クラスタインタコネクトが故障したり、ノードがパニックすると、以下の現象が発生します。
一方のノードが LEFTCLUSTER 状態になる。かつ、
ネットミラーボリュームを構成するスライスで I/O エラーが発生する。
このとき、ノードの LEFTCLUSTER 状態が解消されるまで、以下の状態になります。
アプリケーションからネットミラーボリュームへの I/O は継続できます。
ただし、等価性 (回復) コピー中の場合、コピー処理中の領域への I/O は保留され、かつ、コピー処理が進行しません。
I/O エラーが発生したスライスは、以下の状態になります。
INVALID 状態にならず、ACTIVE、STOP、または COPY 状態のままです。
先行切離し状態 (pre-detached) になります。
先行切離し状態とは、警告メッセージ 22023 (WARNING: sfdsk: slice is pre-detached by an I/O error: ...) が出力された後、どのノードでもメッセージ 44005 (WARNING: object.volume: detached status slice by an I/O error, class=class) が出力されていない状態です。

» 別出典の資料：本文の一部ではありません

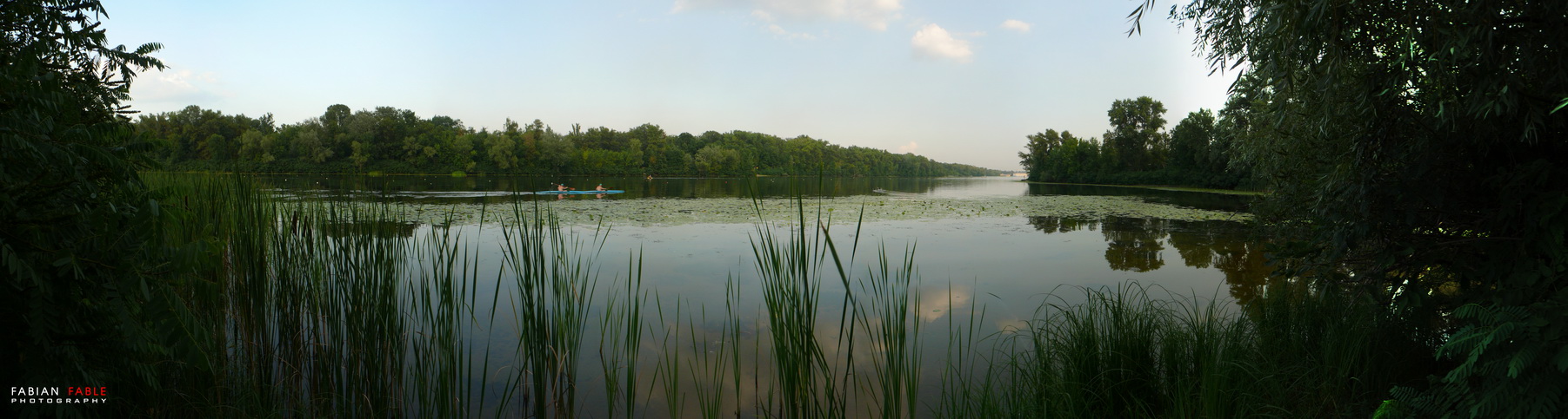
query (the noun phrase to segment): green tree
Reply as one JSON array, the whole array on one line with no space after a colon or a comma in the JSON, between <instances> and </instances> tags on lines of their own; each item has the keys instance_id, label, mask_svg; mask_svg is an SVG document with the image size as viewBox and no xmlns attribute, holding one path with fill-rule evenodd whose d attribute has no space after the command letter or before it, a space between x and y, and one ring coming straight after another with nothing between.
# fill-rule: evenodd
<instances>
[{"instance_id":1,"label":"green tree","mask_svg":"<svg viewBox=\"0 0 1568 419\"><path fill-rule=\"evenodd\" d=\"M1112 133L1105 145L1116 149L1121 167L1127 170L1157 169L1165 152L1165 103L1151 97L1123 98L1110 103Z\"/></svg>"},{"instance_id":2,"label":"green tree","mask_svg":"<svg viewBox=\"0 0 1568 419\"><path fill-rule=\"evenodd\" d=\"M1214 142L1214 111L1189 113L1176 128L1171 128L1170 166L1184 170L1209 167L1209 147Z\"/></svg>"},{"instance_id":3,"label":"green tree","mask_svg":"<svg viewBox=\"0 0 1568 419\"><path fill-rule=\"evenodd\" d=\"M1261 116L1251 131L1269 128L1240 155L1275 191L1269 225L1308 239L1286 247L1306 261L1295 274L1364 285L1455 360L1430 386L1396 392L1424 414L1568 406L1563 11L1443 0L1173 9L1214 69L1247 64Z\"/></svg>"},{"instance_id":4,"label":"green tree","mask_svg":"<svg viewBox=\"0 0 1568 419\"><path fill-rule=\"evenodd\" d=\"M124 116L149 53L108 47L99 2L0 5L0 377L11 386L110 386L151 399L180 303L157 266L160 210L136 177ZM168 328L165 328L168 327ZM166 367L172 367L168 364ZM114 403L111 403L114 405ZM94 414L129 416L119 406ZM74 416L8 403L5 416Z\"/></svg>"}]
</instances>

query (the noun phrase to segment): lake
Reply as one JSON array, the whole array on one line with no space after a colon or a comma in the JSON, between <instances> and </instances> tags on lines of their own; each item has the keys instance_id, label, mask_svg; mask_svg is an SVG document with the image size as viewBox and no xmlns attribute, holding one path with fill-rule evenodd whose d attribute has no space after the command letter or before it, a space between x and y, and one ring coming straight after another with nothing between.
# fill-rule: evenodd
<instances>
[{"instance_id":1,"label":"lake","mask_svg":"<svg viewBox=\"0 0 1568 419\"><path fill-rule=\"evenodd\" d=\"M571 235L566 241L580 244L583 250L579 253L588 256L585 267L597 278L590 285L596 289L591 292L596 297L586 302L583 313L602 314L613 310L613 302L626 297L627 278L640 278L641 289L651 292L649 300L643 302L643 310L648 311L648 338L637 350L641 361L627 363L626 356L604 361L602 346L618 344L607 342L605 338L615 335L605 331L615 325L602 321L583 325L585 338L577 360L582 374L572 388L580 399L580 413L599 417L608 414L604 406L615 399L602 391L607 378L601 371L613 369L601 369L602 363L637 364L635 369L643 377L640 380L649 381L654 380L649 377L660 374L659 360L684 358L688 369L704 364L704 350L698 346L702 342L739 342L748 350L770 347L768 330L776 325L767 321L765 286L759 280L762 270L754 255L762 235L787 239L804 231L811 242L823 233L853 278L850 294L866 292L864 280L881 272L881 261L886 260L897 270L909 255L914 272L908 311L927 330L917 344L928 353L919 367L927 377L939 375L944 356L935 355L947 347L946 338L953 325L969 327L969 333L978 335L1007 331L1032 319L1041 303L1074 303L1074 299L1082 299L1082 294L1074 292L1077 288L1116 288L1135 281L1176 295L1234 303L1250 299L1248 285L1259 283L1269 274L1261 245L1248 238L1245 222L1250 216L1245 210L1251 197L1247 195L1030 184L1000 177L254 178L263 191L285 203L383 208L392 214L394 227L378 231L390 231L389 235L412 242L441 236L433 242L461 244L463 252L474 255L475 266L466 267L474 272L502 272L502 261L510 252L516 252L505 245L506 241L516 241L516 236L508 236L502 225L538 214L550 214L560 220L561 228ZM532 194L554 189L554 183L577 189L604 184L626 192ZM800 230L801 225L806 230ZM430 261L422 258L411 256L406 272L428 270ZM822 261L831 266L831 258ZM837 270L828 267L814 275L822 281L817 291L822 302L817 311L822 314L815 319L815 335L833 341L828 338L834 335L833 330L840 330L840 313L850 297ZM516 295L521 292L517 283L506 275L474 277L478 283L472 286L470 299L483 302L475 303L474 311L481 314L472 314L474 324L485 327L470 328L477 331L464 336L478 342L467 355L478 358L478 364L491 371L497 366L525 369L517 364L521 361L516 353L527 346L519 338L527 316L483 314L486 310L516 311ZM492 300L497 303L491 305ZM676 310L681 313L676 314ZM866 322L866 327L872 325ZM657 339L673 328L676 344ZM682 333L688 338L681 338ZM831 347L853 353L886 352L853 341L825 346L829 347L826 352L833 352ZM670 349L677 353L671 355ZM770 375L765 367L754 366L756 360L767 356L742 358L742 364L753 363L750 367L742 366L753 371L748 380ZM519 386L517 378L506 375L478 375L470 385L481 388L483 397L502 397L508 394L508 388ZM688 386L682 392L702 392L702 380L687 380L691 383L682 383L681 386ZM649 381L640 396L646 399L633 405L665 411L668 399L679 397L681 392L659 388L663 385ZM920 385L920 394L931 391L936 391L935 385ZM756 389L751 397L757 397L754 392ZM723 410L735 410L739 399L743 397L723 402ZM474 403L478 411L497 408L485 402ZM746 402L739 405L745 406Z\"/></svg>"}]
</instances>

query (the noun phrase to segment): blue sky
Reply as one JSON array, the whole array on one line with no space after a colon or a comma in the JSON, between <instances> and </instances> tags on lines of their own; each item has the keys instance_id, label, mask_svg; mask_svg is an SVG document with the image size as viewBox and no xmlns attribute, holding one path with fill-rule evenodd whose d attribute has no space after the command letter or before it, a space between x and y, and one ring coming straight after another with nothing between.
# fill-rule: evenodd
<instances>
[{"instance_id":1,"label":"blue sky","mask_svg":"<svg viewBox=\"0 0 1568 419\"><path fill-rule=\"evenodd\" d=\"M1024 136L1101 136L1118 98L1168 127L1220 108L1189 30L1127 38L1140 2L163 2L108 3L111 44L169 64L132 106L273 113L397 106L666 133L746 130L1018 169ZM1163 5L1163 3L1162 3ZM1168 6L1168 5L1165 5ZM1168 128L1167 127L1167 128Z\"/></svg>"}]
</instances>

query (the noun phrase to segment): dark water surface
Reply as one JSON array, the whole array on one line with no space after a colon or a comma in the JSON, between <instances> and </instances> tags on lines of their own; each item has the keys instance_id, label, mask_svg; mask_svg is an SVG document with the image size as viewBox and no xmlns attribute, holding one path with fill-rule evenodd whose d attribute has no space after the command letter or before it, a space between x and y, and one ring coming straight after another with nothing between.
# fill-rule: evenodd
<instances>
[{"instance_id":1,"label":"dark water surface","mask_svg":"<svg viewBox=\"0 0 1568 419\"><path fill-rule=\"evenodd\" d=\"M1046 300L1047 292L1073 302L1074 286L1118 286L1127 281L1152 285L1182 295L1215 297L1225 302L1245 300L1250 295L1242 285L1258 283L1267 275L1261 245L1248 238L1248 225L1236 220L1215 220L1217 213L1245 211L1250 197L1156 191L1142 188L1029 184L1016 178L543 178L543 177L259 177L263 188L285 199L328 202L390 202L409 205L434 205L475 211L474 208L505 208L514 202L538 202L577 213L604 210L594 225L569 227L582 238L591 238L596 228L608 227L597 253L596 270L601 286L624 281L633 261L641 263L643 288L657 292L665 305L682 302L687 314L707 310L707 317L723 317L724 289L740 288L739 316L748 325L748 333L762 335L759 319L767 314L760 305L753 239L759 228L795 231L797 227L759 227L754 214L718 214L706 217L704 208L729 208L753 197L784 199L801 195L808 213L812 208L834 203L875 205L880 217L861 224L834 224L831 238L840 253L853 256L855 275L864 277L869 263L886 252L889 263L898 263L913 252L917 267L919 295L914 310L930 328L949 322L967 322L966 313L985 310L985 328L1002 330L1027 321L1035 308ZM554 183L566 183L577 189L604 184L622 189L615 195L530 195L517 192L547 191ZM1052 206L1030 206L1033 202L1051 200L1099 200L1110 208L1149 206L1157 211L1073 211L1054 214ZM475 206L481 203L483 206ZM818 206L814 206L818 205ZM866 206L839 208L866 208ZM924 211L908 216L903 206L946 206L944 211ZM1010 205L1005 211L996 206ZM740 205L743 206L743 205ZM1047 210L1041 210L1047 208ZM1185 213L1209 216L1187 217ZM648 220L646 213L681 211L679 222L670 217L659 222L659 214ZM630 217L624 214L644 214ZM786 213L787 214L787 213ZM898 214L898 216L891 216ZM855 219L853 211L833 214L836 219ZM626 220L618 224L618 220ZM767 222L781 222L770 219ZM782 222L787 222L782 220ZM500 228L492 225L436 225L428 217L411 217L398 231L419 238L433 228L455 228L466 241L480 249L480 272L499 269ZM811 225L811 222L808 222ZM859 239L855 233L859 228ZM602 230L601 230L602 231ZM815 231L815 230L812 230ZM850 255L851 244L858 242ZM844 299L844 286L836 274L823 275L828 286L820 295L825 302L825 322L837 324L837 306ZM510 286L480 286L488 302L494 292L508 292ZM1063 289L1073 292L1062 292ZM1232 291L1234 289L1234 291ZM1058 300L1063 302L1063 300ZM594 302L602 305L604 297ZM718 313L718 314L717 314ZM956 314L955 314L956 313ZM964 316L955 319L953 316ZM829 319L831 317L831 319ZM696 321L693 327L713 322ZM491 346L516 346L516 338L506 336L506 321L497 322ZM601 331L590 325L583 350L594 350ZM927 335L944 336L944 333ZM939 350L941 342L927 342L927 350ZM930 356L931 360L941 356ZM585 356L583 371L597 371L591 356ZM648 366L654 363L644 363ZM651 374L651 372L649 372ZM588 374L588 377L597 377ZM591 389L602 386L602 378L586 378L586 406L602 403L602 394ZM486 383L486 386L494 383ZM593 413L593 411L590 411ZM597 414L597 413L593 413Z\"/></svg>"}]
</instances>

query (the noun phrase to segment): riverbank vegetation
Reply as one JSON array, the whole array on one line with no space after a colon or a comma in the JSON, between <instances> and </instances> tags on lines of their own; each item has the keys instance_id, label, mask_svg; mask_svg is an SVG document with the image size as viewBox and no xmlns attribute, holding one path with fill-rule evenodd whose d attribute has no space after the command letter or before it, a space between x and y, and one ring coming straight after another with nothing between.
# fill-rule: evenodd
<instances>
[{"instance_id":1,"label":"riverbank vegetation","mask_svg":"<svg viewBox=\"0 0 1568 419\"><path fill-rule=\"evenodd\" d=\"M1000 170L938 163L913 153L844 147L809 136L748 133L668 134L643 124L626 131L572 124L560 133L535 119L502 130L447 116L419 117L390 106L326 108L320 117L278 125L188 106L140 116L136 130L171 170L281 174L525 174L525 175L831 175L980 177Z\"/></svg>"},{"instance_id":2,"label":"riverbank vegetation","mask_svg":"<svg viewBox=\"0 0 1568 419\"><path fill-rule=\"evenodd\" d=\"M152 130L135 130L121 103L136 72L162 69L147 56L160 45L108 47L99 2L6 3L0 377L13 388L102 386L111 399L6 411L1562 416L1562 8L1214 0L1174 14L1217 70L1247 64L1239 109L1254 117L1225 167L1240 161L1272 191L1258 224L1273 238L1275 277L1236 311L1149 288L1088 289L1082 303L1058 291L1063 300L991 333L978 306L946 306L944 330L908 317L924 311L908 310L920 300L909 297L914 249L861 255L858 239L834 242L804 205L797 228L764 224L753 236L768 327L745 328L734 303L709 317L644 289L640 274L597 283L597 236L574 238L547 213L500 225L503 261L483 267L461 230L389 235L406 228L397 206L279 203L241 178L143 177L136 169L158 156L144 142ZM1182 159L1176 133L1165 152L1149 145L1160 141L1157 102L1118 105L1101 163L1148 172L1162 153ZM182 152L265 159L265 134L248 133ZM408 138L293 158L417 166L436 149ZM513 164L517 144L486 156ZM626 144L615 150L622 167L659 164L649 142ZM718 150L707 164L746 161L710 147L696 150ZM601 297L616 303L594 311ZM941 355L913 344L933 335L946 338ZM936 356L935 371L916 366ZM585 363L612 378L588 385ZM930 388L939 396L916 402Z\"/></svg>"},{"instance_id":3,"label":"riverbank vegetation","mask_svg":"<svg viewBox=\"0 0 1568 419\"><path fill-rule=\"evenodd\" d=\"M1165 131L1165 105L1159 100L1116 100L1107 113L1112 130L1104 136L1035 133L1018 153L1019 164L1030 181L1258 188L1251 164L1237 159L1250 127L1247 103L1232 95L1218 119L1210 109L1198 109Z\"/></svg>"}]
</instances>

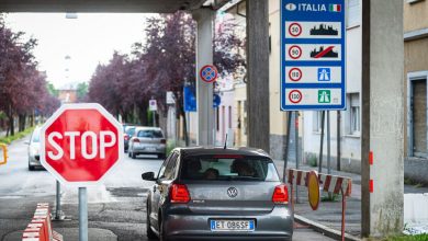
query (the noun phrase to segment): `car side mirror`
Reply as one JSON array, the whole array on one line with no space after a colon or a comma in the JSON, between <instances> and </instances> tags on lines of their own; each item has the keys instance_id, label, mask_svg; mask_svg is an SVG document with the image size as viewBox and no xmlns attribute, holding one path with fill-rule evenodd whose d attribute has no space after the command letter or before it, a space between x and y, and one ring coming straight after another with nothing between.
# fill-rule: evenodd
<instances>
[{"instance_id":1,"label":"car side mirror","mask_svg":"<svg viewBox=\"0 0 428 241\"><path fill-rule=\"evenodd\" d=\"M156 181L154 172L145 172L142 174L142 177L146 181Z\"/></svg>"}]
</instances>

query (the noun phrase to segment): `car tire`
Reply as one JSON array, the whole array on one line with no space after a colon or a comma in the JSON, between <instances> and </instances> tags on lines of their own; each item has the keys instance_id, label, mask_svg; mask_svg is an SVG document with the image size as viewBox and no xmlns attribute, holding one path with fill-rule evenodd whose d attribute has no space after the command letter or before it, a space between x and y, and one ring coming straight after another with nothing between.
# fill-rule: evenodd
<instances>
[{"instance_id":1,"label":"car tire","mask_svg":"<svg viewBox=\"0 0 428 241\"><path fill-rule=\"evenodd\" d=\"M147 209L146 209L146 211L147 211L147 215L146 215L146 233L147 233L147 238L148 239L154 239L154 240L156 240L156 239L158 239L158 237L156 236L156 233L151 230L151 228L150 228L150 209L149 209L149 207L148 207L148 200L147 200Z\"/></svg>"},{"instance_id":2,"label":"car tire","mask_svg":"<svg viewBox=\"0 0 428 241\"><path fill-rule=\"evenodd\" d=\"M164 231L164 220L160 219L159 222L159 241L167 241L168 239L165 237L165 231Z\"/></svg>"}]
</instances>

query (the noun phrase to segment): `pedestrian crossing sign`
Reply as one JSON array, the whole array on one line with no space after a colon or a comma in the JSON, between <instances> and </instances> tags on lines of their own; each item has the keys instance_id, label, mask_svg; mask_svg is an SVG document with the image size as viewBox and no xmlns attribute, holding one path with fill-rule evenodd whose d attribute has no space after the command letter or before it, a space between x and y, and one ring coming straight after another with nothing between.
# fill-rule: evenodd
<instances>
[{"instance_id":1,"label":"pedestrian crossing sign","mask_svg":"<svg viewBox=\"0 0 428 241\"><path fill-rule=\"evenodd\" d=\"M330 90L318 90L318 103L329 104L331 102Z\"/></svg>"},{"instance_id":2,"label":"pedestrian crossing sign","mask_svg":"<svg viewBox=\"0 0 428 241\"><path fill-rule=\"evenodd\" d=\"M318 68L318 81L330 81L331 70L330 68Z\"/></svg>"}]
</instances>

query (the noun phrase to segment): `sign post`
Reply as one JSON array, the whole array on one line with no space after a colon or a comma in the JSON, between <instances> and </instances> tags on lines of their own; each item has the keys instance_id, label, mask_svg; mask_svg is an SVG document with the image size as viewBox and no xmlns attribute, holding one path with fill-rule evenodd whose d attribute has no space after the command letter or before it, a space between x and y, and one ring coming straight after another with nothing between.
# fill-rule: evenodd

先行切離し状態は、sdxinfo コマンドや GDS 運用管理ビューでは確認できません。
アプリケーションからネットミラーボリュームへの I/O は、I/O エラーが発生したスライスには発行されず、もう一方のスライスのみに発行されます。
このため、I/O エラーが発生したスライスには最新データが格納されません。
LEFTCLUSTER 状態が解消されると、I/O エラーが発生したスライスは切り離されて INVALID 状態になります。また、等価性(回復)コピー中の場合、コピー先のスライスが切り離された後、保留されていた I/O が復帰します。
LEFTCLUSTER 状態は、自動的に解消される場合と、自動的には解消されない場合があります。
LEFTCLUSTER 状態が自動的に解消される場合
PRIMECLUSTER のシャットダウン機構 (SF) によって LEFTCLUSTER 状態が自動的に解消される場合、異常が発生してからスライスが切り離されるまでの時間の最大値は、以下のとおりです。
[スライス切離しまでの時間の最大値 (デフォルト) ]
PRIMERGY の場合、120 秒
PRIMEQUEST 4000シリーズの場合、140 秒
PRIMEQUEST 3000シリーズの場合、140 秒
KVM ゲストの場合、160 秒
VMware ゲストの場合、110秒
FJcloud-O 環境の場合、270 秒
AWS 環境の場合、50秒
Azure 環境の場合、110秒
FJcloud-V 環境の場合、70秒
RHOSP 環境の場合、270秒
下記の [PRIMECLUSTERのタイムアウト値] をデフォルト値から変更した場合、異常が発生してからスライスが切り離されるまでの時間の最大値は [スライス切離しまでの時間の最大値] で算出できます。
[PRIMECLUSTERのタイムアウト値]
CFのハートビートのタイムアウト検出時間 (CLUSTER_TIMEOUT)
シャットダウン機構のタイムアウト値
[スライス切離しまでの時間の最大値]
<スライス切離しまでの時間の最大値 (デフォルト) >
+ <CLUSTER_TIMEOUTの値からデフォルト値を引いた値>
+ <ノード数> × <シャットダウン機構のタイムアウト値からデフォルト値を引いた値>
「シャットダウン機構のタイムアウト値」は、すべてのシャットダウンエージェントのタイムアウト値を足し合わせた値です。
LEFTCLUSTER 状態 が自動的に解消されない場合
PRIMECLUSTER のシャットダウン機構 (SF) によるノード停止が失敗して、LEFTCLUSTER 状態が自動的に解消されず、I/O エラーが発生したスライスは切り離されません。
この場合、手動で LEFTCLUSTER 状態を回復する必要があります。
LEFTCLUSTER 状態の回復方法については、「7.16.4 LEFTCLUSTER 状態からの復旧」を参照してください。